Я смотрел на бабушку Энни и точно знал, что это она: обветренное, загорелое лицо, длинные светлые волосы, почти совсем седые, веселые серые глаза. Я смотрел на нее, а она смотрела мимо меня, на пассажиров, выходящих из автобуса.
Уронив свой багаж, я вскинул руку. Поймал ее взгляд. И наблюдал, как меняется ее лицо. Я бы описал, да только сомневаюсь, что получится. Сначала вроде как сомнение — ну, это понятно. А потом оно сменилось на другое, более глубокое чувство, которое гораздо труднее определить. Пожалуй, это была радость от встречи со мной, смешанная с грустью от того, как долго пришлось ждать этой встречи. Я ж за это время чуть не вдвое вырос, если на то пошло. Я был ходячим свидетельством того, сколько воды утекло с тех пор, как она видела меня в последний раз.

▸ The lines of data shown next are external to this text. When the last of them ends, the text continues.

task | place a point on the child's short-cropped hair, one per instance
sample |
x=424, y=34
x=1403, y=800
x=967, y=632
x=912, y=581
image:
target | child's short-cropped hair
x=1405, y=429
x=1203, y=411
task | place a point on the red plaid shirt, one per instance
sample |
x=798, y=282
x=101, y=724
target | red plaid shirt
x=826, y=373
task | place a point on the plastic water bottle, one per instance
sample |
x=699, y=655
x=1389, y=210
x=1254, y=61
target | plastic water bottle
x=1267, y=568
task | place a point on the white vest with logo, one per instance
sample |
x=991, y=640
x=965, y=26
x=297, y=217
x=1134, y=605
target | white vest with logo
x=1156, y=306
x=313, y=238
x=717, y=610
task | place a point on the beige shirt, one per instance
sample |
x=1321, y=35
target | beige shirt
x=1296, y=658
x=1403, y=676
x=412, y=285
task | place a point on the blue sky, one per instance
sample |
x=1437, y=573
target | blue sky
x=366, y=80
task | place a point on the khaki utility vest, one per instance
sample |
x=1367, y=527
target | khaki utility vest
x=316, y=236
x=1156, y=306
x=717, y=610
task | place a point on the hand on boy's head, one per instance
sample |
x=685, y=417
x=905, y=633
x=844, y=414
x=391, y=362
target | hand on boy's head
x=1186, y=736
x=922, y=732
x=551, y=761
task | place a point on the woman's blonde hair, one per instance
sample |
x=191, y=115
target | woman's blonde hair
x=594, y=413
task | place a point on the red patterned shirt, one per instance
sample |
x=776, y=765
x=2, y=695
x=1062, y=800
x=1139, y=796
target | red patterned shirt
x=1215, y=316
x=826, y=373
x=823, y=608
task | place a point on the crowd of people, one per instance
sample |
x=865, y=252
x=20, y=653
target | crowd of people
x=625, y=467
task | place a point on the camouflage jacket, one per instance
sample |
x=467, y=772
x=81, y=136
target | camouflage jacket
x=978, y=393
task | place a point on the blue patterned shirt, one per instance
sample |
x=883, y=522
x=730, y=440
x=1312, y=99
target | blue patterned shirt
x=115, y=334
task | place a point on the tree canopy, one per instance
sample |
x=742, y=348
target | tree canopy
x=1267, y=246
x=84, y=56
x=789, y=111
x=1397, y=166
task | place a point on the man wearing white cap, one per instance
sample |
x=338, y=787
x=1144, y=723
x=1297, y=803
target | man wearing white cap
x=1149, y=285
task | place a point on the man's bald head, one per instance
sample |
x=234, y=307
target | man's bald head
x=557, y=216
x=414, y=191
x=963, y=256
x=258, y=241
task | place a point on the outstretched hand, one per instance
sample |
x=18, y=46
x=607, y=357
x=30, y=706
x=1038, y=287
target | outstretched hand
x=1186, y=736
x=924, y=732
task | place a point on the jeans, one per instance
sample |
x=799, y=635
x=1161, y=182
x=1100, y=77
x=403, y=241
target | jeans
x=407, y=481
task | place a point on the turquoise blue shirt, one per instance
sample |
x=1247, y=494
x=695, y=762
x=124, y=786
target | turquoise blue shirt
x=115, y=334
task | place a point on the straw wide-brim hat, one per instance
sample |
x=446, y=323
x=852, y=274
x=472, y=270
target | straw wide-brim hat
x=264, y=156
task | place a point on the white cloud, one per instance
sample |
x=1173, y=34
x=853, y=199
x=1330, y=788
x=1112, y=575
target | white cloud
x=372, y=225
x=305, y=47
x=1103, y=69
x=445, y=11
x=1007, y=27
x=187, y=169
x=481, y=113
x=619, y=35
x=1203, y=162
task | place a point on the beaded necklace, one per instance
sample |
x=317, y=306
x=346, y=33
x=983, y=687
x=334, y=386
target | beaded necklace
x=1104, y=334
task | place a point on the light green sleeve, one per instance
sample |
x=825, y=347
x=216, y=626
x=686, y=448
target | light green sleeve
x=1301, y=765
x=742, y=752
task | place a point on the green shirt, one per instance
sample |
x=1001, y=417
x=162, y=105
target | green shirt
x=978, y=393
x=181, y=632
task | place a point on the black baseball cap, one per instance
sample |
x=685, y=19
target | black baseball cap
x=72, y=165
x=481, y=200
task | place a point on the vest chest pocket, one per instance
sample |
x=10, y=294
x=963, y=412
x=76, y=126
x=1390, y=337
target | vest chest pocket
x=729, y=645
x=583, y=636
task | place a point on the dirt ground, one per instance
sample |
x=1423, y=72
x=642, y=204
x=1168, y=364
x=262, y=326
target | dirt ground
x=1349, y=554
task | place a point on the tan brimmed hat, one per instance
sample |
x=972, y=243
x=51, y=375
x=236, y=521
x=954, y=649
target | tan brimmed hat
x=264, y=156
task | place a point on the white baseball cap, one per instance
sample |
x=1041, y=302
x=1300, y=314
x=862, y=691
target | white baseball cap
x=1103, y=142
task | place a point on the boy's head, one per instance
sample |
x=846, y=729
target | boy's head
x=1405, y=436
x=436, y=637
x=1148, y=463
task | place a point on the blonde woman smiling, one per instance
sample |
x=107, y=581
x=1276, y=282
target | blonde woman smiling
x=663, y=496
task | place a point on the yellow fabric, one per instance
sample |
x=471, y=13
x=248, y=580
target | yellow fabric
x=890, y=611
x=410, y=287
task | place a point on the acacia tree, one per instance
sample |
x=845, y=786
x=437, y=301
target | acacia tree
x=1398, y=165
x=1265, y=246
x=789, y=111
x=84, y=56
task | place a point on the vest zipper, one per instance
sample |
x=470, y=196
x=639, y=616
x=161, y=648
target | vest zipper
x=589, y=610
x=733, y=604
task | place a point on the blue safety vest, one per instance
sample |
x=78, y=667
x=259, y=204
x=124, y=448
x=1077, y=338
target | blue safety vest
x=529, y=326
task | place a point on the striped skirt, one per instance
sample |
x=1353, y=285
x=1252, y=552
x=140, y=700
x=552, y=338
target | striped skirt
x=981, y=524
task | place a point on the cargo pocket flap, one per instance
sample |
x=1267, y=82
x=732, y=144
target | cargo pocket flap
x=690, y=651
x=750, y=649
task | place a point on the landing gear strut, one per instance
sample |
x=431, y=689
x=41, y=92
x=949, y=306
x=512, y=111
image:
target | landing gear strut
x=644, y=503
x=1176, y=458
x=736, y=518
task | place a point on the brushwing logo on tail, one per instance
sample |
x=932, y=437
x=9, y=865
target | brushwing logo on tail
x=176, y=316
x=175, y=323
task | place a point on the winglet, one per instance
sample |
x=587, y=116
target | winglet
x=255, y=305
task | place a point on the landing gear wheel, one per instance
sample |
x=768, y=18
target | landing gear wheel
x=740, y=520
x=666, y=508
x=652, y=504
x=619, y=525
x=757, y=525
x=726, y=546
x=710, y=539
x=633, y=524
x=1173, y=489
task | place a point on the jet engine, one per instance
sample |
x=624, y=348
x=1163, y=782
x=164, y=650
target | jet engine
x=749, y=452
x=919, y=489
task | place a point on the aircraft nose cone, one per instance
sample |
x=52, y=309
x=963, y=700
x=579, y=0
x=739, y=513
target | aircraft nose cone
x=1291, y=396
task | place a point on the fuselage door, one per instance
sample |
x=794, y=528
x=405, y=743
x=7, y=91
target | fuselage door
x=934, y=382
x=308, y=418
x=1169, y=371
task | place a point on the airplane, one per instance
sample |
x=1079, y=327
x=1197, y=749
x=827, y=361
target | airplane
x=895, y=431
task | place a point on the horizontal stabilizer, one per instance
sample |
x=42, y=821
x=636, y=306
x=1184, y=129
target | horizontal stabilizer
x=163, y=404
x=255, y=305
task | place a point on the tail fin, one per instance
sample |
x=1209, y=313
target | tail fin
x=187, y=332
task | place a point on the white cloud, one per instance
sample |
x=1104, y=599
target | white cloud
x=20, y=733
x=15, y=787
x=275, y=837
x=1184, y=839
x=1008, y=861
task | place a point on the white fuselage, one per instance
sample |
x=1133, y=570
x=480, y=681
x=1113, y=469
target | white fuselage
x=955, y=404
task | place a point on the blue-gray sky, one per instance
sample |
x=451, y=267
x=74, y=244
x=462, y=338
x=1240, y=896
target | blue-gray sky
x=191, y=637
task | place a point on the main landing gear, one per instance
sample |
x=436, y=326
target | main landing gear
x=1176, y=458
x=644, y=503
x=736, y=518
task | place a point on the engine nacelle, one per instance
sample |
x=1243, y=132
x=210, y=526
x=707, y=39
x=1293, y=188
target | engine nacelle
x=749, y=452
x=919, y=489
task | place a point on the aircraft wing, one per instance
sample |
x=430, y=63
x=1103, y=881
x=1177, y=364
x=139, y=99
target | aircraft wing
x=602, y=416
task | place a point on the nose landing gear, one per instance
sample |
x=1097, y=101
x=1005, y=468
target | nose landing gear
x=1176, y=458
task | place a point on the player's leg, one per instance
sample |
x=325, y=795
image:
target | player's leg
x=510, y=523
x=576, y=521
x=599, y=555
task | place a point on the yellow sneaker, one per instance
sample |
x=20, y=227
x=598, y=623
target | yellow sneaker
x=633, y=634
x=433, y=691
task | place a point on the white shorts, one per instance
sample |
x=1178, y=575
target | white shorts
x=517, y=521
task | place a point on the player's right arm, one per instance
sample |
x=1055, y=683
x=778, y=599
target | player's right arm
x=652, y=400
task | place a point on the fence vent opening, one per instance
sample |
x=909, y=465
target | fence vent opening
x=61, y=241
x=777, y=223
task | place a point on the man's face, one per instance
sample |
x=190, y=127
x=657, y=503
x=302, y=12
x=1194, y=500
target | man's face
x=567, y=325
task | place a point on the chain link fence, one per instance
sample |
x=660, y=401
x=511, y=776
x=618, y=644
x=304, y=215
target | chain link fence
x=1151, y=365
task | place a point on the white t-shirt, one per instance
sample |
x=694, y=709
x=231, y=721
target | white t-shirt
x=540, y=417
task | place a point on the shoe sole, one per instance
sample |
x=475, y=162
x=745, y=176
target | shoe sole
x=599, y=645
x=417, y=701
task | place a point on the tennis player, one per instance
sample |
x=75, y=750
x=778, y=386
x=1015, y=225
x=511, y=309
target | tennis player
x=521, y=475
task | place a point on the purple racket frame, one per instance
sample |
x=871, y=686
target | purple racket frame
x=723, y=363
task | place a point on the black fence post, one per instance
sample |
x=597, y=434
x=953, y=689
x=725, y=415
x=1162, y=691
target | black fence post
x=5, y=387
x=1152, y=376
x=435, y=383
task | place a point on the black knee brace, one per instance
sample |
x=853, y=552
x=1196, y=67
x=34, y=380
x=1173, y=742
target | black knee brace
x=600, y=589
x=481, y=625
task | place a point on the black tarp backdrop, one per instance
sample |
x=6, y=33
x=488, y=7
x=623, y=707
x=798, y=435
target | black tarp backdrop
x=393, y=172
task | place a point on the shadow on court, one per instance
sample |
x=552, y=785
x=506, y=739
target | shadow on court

Бабушка побежала ко мне, раскинув руки, и я подхватил ее. Легко. Я вроде не собирался, но ее лицо оказалось на уровне моего плеча, и я, не раздумывая, подхватил ее под мышки, оторвал от земли и прижал к себе. И мы оба рассмеялись.
— Бог ты мой! — ахнула она. — Нет, вы только посмотрите на него! Взрослый мужчина!